In a parliamentary form of government, the legislature is supreme — it alone has the right to make laws and all that the courts can do is to interpret them. This powerful instrumentality should not be misused to make laws that are against the principles of justice, or make something legal that is patently illegal. In this perspective, Union Urban Development Minister Jaipal Reddy’s declaration that the government will, if necessary, bring a constitutional amendment to curtail the sealing and demolition drive in the national capital is a matter of some concern. The Constitution is a carefully worked out document, and each amendment should be made with great deliberation and foresight.

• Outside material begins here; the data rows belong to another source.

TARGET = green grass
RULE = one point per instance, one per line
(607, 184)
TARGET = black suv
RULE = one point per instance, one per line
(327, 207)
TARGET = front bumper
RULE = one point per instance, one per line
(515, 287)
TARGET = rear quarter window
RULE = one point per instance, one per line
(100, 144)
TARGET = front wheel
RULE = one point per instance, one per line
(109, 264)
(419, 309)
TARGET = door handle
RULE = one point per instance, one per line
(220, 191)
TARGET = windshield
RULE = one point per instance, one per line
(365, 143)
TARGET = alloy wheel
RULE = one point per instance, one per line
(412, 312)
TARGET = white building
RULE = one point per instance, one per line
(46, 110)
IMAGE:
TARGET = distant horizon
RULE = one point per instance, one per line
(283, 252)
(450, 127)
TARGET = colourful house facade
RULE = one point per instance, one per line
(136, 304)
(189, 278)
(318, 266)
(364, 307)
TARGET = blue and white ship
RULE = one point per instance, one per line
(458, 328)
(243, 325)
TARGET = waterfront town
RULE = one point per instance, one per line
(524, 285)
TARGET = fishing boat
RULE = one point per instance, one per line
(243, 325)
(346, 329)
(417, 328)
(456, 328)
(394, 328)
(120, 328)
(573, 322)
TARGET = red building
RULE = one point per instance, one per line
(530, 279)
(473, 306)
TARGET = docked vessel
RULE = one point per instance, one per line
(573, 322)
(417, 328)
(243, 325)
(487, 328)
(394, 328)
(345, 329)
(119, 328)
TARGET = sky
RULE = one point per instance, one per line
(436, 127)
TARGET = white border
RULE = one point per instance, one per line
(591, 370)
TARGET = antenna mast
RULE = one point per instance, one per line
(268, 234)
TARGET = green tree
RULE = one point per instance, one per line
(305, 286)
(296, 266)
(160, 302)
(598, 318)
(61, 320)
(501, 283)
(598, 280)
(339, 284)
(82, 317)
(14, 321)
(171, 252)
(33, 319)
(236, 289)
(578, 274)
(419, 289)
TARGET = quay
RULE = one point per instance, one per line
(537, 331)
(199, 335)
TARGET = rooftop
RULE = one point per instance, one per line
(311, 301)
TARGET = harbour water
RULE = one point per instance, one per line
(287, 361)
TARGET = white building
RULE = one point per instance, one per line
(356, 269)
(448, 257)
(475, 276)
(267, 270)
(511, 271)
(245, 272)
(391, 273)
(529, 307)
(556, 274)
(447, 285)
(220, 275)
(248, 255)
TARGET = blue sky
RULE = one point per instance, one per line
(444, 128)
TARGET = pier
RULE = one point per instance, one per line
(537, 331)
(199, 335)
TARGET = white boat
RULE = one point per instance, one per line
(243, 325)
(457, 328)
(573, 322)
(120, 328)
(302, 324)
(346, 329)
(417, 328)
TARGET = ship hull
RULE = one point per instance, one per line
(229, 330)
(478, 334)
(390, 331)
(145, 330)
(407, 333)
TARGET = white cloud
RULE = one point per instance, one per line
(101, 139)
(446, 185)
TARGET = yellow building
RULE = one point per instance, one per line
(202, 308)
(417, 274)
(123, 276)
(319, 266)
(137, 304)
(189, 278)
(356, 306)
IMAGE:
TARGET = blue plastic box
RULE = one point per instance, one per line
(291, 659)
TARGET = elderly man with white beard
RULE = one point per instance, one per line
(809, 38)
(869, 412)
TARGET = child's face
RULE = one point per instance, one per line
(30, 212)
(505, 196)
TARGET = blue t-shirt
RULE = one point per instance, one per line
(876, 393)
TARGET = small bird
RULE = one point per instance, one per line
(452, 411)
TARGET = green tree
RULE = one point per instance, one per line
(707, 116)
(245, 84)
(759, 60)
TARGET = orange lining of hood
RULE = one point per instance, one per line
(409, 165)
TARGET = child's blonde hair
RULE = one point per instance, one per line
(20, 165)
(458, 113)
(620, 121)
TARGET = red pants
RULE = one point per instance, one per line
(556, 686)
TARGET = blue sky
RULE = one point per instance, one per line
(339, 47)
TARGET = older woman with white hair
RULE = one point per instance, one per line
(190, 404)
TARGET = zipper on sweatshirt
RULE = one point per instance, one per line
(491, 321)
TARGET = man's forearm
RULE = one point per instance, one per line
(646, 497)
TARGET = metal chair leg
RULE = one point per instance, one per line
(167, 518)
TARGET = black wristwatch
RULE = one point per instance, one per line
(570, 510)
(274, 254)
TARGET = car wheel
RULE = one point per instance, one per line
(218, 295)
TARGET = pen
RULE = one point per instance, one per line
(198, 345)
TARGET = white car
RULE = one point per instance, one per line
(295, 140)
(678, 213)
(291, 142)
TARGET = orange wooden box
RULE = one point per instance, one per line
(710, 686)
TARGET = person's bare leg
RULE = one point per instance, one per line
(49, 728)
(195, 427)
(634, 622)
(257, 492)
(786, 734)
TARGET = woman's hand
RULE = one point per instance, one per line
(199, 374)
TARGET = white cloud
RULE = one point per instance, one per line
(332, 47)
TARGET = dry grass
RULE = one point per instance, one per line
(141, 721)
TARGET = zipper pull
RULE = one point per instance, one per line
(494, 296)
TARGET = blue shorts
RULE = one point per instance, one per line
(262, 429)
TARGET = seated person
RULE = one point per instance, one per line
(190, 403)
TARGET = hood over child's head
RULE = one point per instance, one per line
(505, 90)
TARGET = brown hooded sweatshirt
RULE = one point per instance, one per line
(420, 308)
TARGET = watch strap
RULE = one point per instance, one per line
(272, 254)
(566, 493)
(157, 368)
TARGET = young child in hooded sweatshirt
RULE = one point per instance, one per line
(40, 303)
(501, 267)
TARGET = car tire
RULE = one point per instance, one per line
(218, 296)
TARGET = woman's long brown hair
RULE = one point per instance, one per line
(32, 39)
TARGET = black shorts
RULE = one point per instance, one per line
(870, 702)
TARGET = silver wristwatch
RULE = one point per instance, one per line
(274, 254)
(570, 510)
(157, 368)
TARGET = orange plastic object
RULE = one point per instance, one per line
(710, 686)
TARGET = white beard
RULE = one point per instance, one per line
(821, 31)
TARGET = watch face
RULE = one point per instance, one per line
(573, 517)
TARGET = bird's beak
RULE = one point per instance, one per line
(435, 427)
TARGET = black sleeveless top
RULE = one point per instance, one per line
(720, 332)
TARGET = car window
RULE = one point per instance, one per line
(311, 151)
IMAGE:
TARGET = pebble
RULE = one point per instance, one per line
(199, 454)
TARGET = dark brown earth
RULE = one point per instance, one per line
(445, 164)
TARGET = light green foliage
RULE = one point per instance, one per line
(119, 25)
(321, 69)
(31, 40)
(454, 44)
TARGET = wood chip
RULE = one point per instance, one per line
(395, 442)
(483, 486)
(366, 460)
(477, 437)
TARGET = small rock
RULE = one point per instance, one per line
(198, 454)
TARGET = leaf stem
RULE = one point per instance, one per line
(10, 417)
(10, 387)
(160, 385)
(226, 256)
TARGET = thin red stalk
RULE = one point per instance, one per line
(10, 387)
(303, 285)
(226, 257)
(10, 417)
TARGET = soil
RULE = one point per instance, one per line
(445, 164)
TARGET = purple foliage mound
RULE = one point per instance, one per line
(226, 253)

Mr Reddy has cited the need to protect the interests of the ‘people’ in bringing about a constitutional amendment. Actually, the interest of the people lies in legislation that provides them living spaces that are clean, affordable and safe, alongside their places of work and leisure. Commercial activity must be seen as the heart of urban life, giving life and soul to a city, rather than be its enemy. In many urban centres across the world, it is not unusual to see commercial establishments and residences side by side. The idea of strict segregation through zoning is a very modern one, to be found in suburban areas built around the automobile. But coexistence should not mean that any kind of commercial activity can be permitted in residential areas, or that urban planning principles are to be dispensed with altogether. There is need for a golden mean that works to the benefit of the people living in cities both as residents and workers.

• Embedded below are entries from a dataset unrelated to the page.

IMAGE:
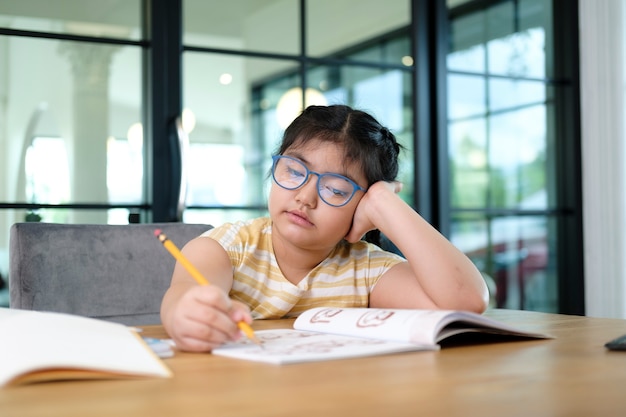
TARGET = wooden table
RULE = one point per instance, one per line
(571, 375)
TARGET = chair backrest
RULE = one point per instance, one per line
(112, 272)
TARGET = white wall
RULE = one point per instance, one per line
(602, 52)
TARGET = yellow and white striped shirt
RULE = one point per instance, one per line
(344, 279)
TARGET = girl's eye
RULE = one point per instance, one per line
(295, 172)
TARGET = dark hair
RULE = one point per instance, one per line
(365, 141)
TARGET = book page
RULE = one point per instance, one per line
(32, 342)
(404, 326)
(285, 346)
(422, 327)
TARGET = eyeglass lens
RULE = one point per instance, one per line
(334, 189)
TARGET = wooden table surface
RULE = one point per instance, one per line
(570, 375)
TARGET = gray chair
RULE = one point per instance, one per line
(111, 272)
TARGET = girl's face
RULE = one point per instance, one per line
(300, 217)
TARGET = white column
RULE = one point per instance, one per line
(90, 115)
(603, 156)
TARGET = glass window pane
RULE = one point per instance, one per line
(469, 171)
(467, 49)
(251, 25)
(346, 30)
(119, 19)
(517, 159)
(234, 136)
(79, 102)
(516, 256)
(466, 96)
(507, 94)
(520, 54)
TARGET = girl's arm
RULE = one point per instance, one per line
(200, 318)
(438, 275)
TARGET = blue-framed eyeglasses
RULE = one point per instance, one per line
(334, 189)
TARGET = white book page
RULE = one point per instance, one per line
(423, 327)
(405, 326)
(285, 346)
(34, 341)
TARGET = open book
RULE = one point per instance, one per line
(337, 333)
(42, 346)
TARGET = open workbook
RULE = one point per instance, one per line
(338, 333)
(42, 346)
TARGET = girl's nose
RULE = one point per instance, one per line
(307, 194)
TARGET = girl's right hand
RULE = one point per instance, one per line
(205, 318)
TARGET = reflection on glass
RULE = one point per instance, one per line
(233, 138)
(466, 96)
(515, 255)
(468, 163)
(518, 93)
(517, 159)
(87, 96)
(322, 15)
(520, 54)
(252, 25)
(502, 160)
(104, 18)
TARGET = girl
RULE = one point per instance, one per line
(333, 180)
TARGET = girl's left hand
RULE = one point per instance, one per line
(369, 207)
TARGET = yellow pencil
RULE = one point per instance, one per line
(200, 279)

The problem is that building and habitation laws have been violated in New Delhi for decades, and for this, government bodies — municipal, state and central — must bear a great share of the blame. They have signally failed to provide for adequate commercial space, giving rise to the problem of misuse of residential space. In recent months, the shoddy handling of the problem, compounded by blatant politicking, has generated fear, confusion and anger among sections of the citizenry, leading to avoidable violence. The current situation of urban anarchy cannot be resolved through legal fiat or be handled by agitation and confrontation. It requires a sensitive and humane handling on the part of the government and the courts, as well as an ability to work out a compromise between the need to apply the law, and the manner of its application.